一方、今回の3社は、すでにビジネスモデルができあがっているため、投資家からは過度な期待はもたれていないという意見もあるが、“誘い水”がある。

「株をやったことがない人に買ってもらえるように、NISA口座を使える範囲内で、想定売り出し価格を抑えたのでしょう」(雨宮氏)

 NISAとは、14年にスタートした「少額投資非課税制度」。1年間に100万円まで新規投資をした場合、売却益や配当金が非課税になる。売り出し時の想定価格で郵政3社の株を100株ずつ買ったとしても49万円で、NISA口座の範囲内で十分買える。

 そもそもIPOの株を入手するためには、証券会社に口座を開き、なおかつ抽選で当たらなければならない。

「200株申し込んで100株だけが当たるということはあるかもしれませんが、抽選にもれることはない、という臆測が広がっています」(西堀氏)

 今回はチラシやパンフレットを配って募集をかけているほど、販売に必死だという声もある。ある大手証券会社の営業担当は、「各支店にノルマがあるので、販売はけっこう大変です」と打ち明ける。

 実際、個人投資家向けの説明会でも、会場の外で説明会から出てきた投資家に勧誘をする営業担当もいたほど。

「まだ口座を持っていない人にもチャンスはあります。通常、証券会社の口座開設には時間がかかると言われていますが、証券会社の支店に直接行けば、申込期間前に、需要動向を調べるブックビルディング期間中でも、口座を開設してくれるかもしれません」(西堀氏)

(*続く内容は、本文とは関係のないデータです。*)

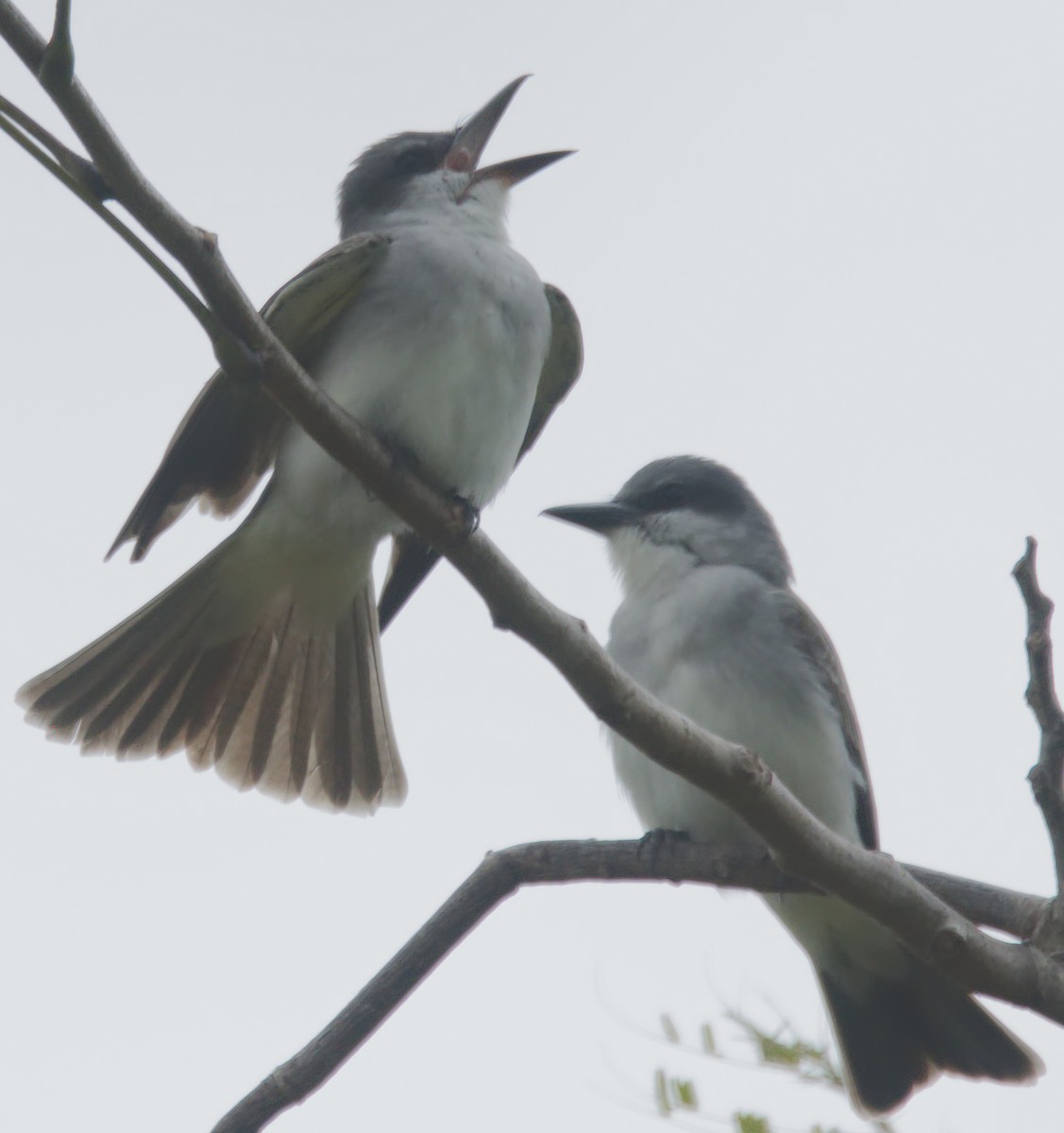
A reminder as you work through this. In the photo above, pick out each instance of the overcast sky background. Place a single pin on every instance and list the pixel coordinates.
(822, 243)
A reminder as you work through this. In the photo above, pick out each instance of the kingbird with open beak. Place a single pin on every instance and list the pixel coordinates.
(423, 323)
(709, 624)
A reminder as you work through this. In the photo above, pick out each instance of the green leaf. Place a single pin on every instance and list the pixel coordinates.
(751, 1123)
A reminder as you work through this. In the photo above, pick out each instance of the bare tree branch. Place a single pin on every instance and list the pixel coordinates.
(799, 843)
(83, 171)
(502, 873)
(1047, 775)
(82, 178)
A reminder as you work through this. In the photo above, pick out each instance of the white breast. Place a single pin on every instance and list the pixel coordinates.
(712, 646)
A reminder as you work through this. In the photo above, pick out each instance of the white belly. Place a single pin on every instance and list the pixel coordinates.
(440, 355)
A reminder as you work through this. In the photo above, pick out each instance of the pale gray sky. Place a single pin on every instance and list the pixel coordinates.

 そして抽選の結果、当選すれば売り出し価格で購入できる。また購入を辞退することも可能だ。

 気になる株価はどうか。

 初値は売り出し価格と変わらないと見るのは、前出・雨宮氏。

「時価総額が大きいと初値はそれほど高騰しない場合が多く、上昇するとしても、売り出し価格の数%程度でしょう。上場から年内までならまだ購入できる範囲です」

 なぜ、年内なのか。

 それは、機関投資家が上場の約1カ月後に3社の株を買うからという。

「株式市場の値動きに連動するファンドに組み入れられ、その時期は年末と言われています。機関投資家は一斉に3社の株を買うので、株価は一時的に上昇します」(雨宮氏)

 売却して利益を得たいのであれば、そこで売る手法もあるという。